As previously disclosed, on May 8, 2019, Zayo Group Holdings, Inc. (the “Company”) entered into an Agreement and Plan of Merger (the “Merger Agreement”) with Front Range TopCo, Inc., a Delaware corporation (“Parent”), and Front Range BidCo, Inc., a Delaware corporation and wholly owned subsidiary of Parent (“BidCo”), providing for the merger of BidCo with and into the Company (the “Merger”), with the Company surviving the Merger as a wholly owned subsidiary of Parent. The Company currently anticipates the closing of the Merger to occur by late first calendar quarter or early second calendar quarter of 2020.

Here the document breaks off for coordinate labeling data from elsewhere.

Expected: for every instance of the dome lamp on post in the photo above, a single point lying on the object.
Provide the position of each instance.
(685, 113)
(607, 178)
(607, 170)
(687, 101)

In connection with the Merger Agreement, on January 17, 2020, BidCo commenced cash tender offers for any and all of the outstanding 6.00% Senior Notes due 2023 (the “2023 Notes”), 6.375% Senior Notes due 2025 (the “2025 Notes”) and 5.750% Senior Notes due 2027 (together with the 2023 Notes and 2025 Notes, the “Notes”), each co-issued by Zayo Group, LLC and Zayo Capital, Inc. In connection with the tender offers, BidCo is soliciting consents of holders of each series of Notes to authorize the elimination of substantially all of the restrictive covenants and certain reporting obligations and the elimination or modification of certain of the events of default and related provisions contained in the applicable indenture governing such Notes. The early tender deadline for each tender offer is 5:00 p.m., New York City time, on January 31, 2020, and each tender offer will expire at 12:00 midnight, New York City time, at the end of the day on February 14, 2020, in each case, unless extended or earlier terminated by BidCo with respect to such tender offer. BidCo’s obligation to consummate the tender offers is subject to the satisfaction or waiver of certain conditions, including, among others, (i) with respect to each series of Notes, the receipt of validly delivered consents to the proposed amendments to the indentures governing such Notes from holders representing at least a majority of the aggregate principal amount of such series of Notes then outstanding and (ii) the substantially concurrent consummation of the Merger on the terms and conditions set forth in the Merger Agreement.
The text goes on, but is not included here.